La familia propietaria se despide del comercio centenario tras el fallecimiento de Conchita Arribas Navarro, la hija del fundador
Poner un pie en el número 16 de la plaza Mayor de Madrid es como viajar a un mundo mágico. La juguetería Bazar Arribas custodia todavía entre sus cuatro paredes algunos de los artículos que marcaron la infancia de miles de niños madrileños durante el siglo XX: pelotas de goma, rompecabezas, trenecitos de juguete, el parchís y una amplia gama de muñecas de todo tipo. El comercio logró mantener vivo su encanto hasta esta semana, cuando la familia ha anunciado el cierre después de que Conchita Arribas Navarro, la hija del fundador, falleciese el pasado 14 de febrero. “No ha sido por un problema del negocio, sino porque las circunstancias han cambiado. Merece la pena hacer un cierre de ciclo”, explica Conchita Rollán, una de las cinco hijas de la propietaria. “La fundó nuestro bisabuelo y nuestra abuela la cuidó con el mismo cariño hasta el final. Ahora que se ha ido, sentimos que también es momento de cerrar este capítulo tan especial”, se puede leer en una nota a la entrada del local a modo de explicación y como despedida.

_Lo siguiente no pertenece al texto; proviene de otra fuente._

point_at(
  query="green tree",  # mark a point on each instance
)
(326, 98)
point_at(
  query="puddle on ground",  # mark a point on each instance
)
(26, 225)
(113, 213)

Fundado en 1919 por Juan Arribas Aguado, el negocio fue creciendo de la mano de cuatro generaciones de una misma familia, que supieron mantener la esencia de un comercio cercano y especializado. Una de las protagonistas de la historia del Bazar Arribas fue la heredera de la tienda, Conchita Arribas, que se encargó durante varias décadas de que el negocio familiar no perdiera fuelle. “Mi madre ha sido siempre una mujer muy luchadora, muy valiente. A mediados del siglo XX, había muchas diferencias entre un hombre y una mujer, no fue fácil lo que hizo ella, se hizo cargo de una juguetería al mismo tiempo que criaba a sus cinco hijas”, recuerda emocionada Rollán mientras ojea, una vez más, los pasillos por los que correteaba cuando era solo una niña. Mientras Conchita Arribas todavía vivía, la sucedió al frente del establecimiento su hija Marta Rollán —que ahora volverá a ejercer su profesión como farmacéutica— y, posteriormente, su nieto Miguel Mauduit, que cogió el mando de manera temporal.